Монография Ю. Е. Березкина, представляющая собой сравнительное исследование путей обществ Нуклеарной Америки и Ближнего Востока к первичному государству и максимально полно учитывающая самые последние западные исследования, безусловно, на долгие годы станет настольной книгой исследователей первых цивилизаций.

Ключевые слова: нуклеарная Америка, индейские цивилизации, политогенез.

The new monograph by Yuri E. Berezkin represents a comparative analysis of the emergence of first civilization in Sothern America and the Old World. It involves the recent data discovered by the archeologists, which help reconsider some traditional views.

Keywords: Nuclear America, first Indian civilizations, politogenesis.

Монография Ю. Е. Березкина (2013) вызывает интерес уже потому, что после долгого перерыва автор вернулся к древним индейским цивилизациям Нуклеарной Америки. Впрочем, предыдущие публикации (Березкин 2007; Васильев и др. 2009) свидетельствуют, что он не очень далеко уходил от этой темы.

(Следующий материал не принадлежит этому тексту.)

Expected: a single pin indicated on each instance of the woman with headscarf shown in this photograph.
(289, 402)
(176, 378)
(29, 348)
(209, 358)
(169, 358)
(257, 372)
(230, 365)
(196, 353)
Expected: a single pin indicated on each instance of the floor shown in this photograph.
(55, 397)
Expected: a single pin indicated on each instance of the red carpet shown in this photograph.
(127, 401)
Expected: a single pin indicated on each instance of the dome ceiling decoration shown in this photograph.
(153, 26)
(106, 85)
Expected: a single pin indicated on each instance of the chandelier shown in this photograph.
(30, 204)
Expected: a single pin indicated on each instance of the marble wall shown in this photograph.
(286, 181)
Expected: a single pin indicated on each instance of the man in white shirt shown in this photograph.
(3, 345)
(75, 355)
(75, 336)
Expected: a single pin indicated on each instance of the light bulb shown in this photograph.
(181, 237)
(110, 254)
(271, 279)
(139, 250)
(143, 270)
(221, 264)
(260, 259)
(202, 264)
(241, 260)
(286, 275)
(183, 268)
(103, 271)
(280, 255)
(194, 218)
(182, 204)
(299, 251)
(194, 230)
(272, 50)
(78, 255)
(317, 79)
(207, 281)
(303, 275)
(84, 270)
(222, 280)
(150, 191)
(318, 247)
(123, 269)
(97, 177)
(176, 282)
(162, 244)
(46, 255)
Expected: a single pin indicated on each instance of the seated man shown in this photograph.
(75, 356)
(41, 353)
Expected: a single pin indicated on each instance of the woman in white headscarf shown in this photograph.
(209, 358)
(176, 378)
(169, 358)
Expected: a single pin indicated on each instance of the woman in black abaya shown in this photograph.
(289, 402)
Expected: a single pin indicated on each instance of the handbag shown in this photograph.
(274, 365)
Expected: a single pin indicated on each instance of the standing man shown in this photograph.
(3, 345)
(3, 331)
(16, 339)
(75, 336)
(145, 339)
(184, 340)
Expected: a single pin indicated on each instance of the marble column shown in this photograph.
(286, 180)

За время, истекшее после выхода книги об истории империи Инков (Березкин 1991), наши знания о древних цивилизациях, в том числе – и даже в первую очередь – о цивилизациях Нуклеарной Америки, существенно изменились. По справедливому замечанию Ю. Е. Березкина, «прогресс исследований, осуществленных за последнее время, огромен. Для всех трех основных очагов политогенеза (Передняя Азия, Китай, Нуклеарная Америка) датировки появления сложных обществ значительно удревнились, а степень разрешения в описании археологических культур повысилась» (Он же 2013: 8). Львиная доля этой работы была проделана западными учеными, но результаты их трудов малодоступны в постсоветском мире.

Новая монография, максимально учитывающая самые последние западные изыскания, – практически единственная возможность восполнить этот пробел для русскоязычных исследователей первых цивилизаций. И уже по этой причине она на долгие годы станет их настольной книгой.

Но этим ее значение отнюдь не исчерпывается. Не меньший, если не больший интерес представляет то, что автор построил свою работу как сравнительное исследование цивилизаций Нуклеарной Америки и Ближнего Востока (исследования последних легче находят дорогу к русскоязычному читателю, но и здесь «некоторые открытия пока известны лишь немногим специалистам» [березкин 2013: 9])[1], а точнее – как сравнительное исследование путей этих двух регионов к государству.

Именно сравнительный подход позволяет отчетливо увидеть весьма любопытные закономерности или совпадения, за которыми, очевидно, тоже лежат свои закономерности, пусть пока и неявные. Одним из самых любопытных совпадений является удивительная синхронность Нуклеарной Америки, Передней Азии и Китая – регионов, весьма удаленных друг от друга и в древности почти (или вообще) не взаимодействовавших, в переходе сначала к производящему хозяйству, а затем и к сложным обществам – предгосударствам и ранним государствам[2]. Так, «в отдельных районах побережья Перу и прилегающих к побережью предгорий существенной отраслью хозяйства земледелие стало не позже VI тыс. до н. э. Культурные виды, зафиксированные здесь в VI– IV тыс. до н. э., в других районах Южной Америки появились еще в IX–VIII тыс. до н. э.» (Там же: 16). А «древнейшие сложные общества Нуклеарной Америки возникли не позже второй четверти III тыс. до н. э. в пределах перуанского побережья между 7° и 12° ю. ш. Почти в то же время они появились и в сопредельных горных районах» (там же: 143).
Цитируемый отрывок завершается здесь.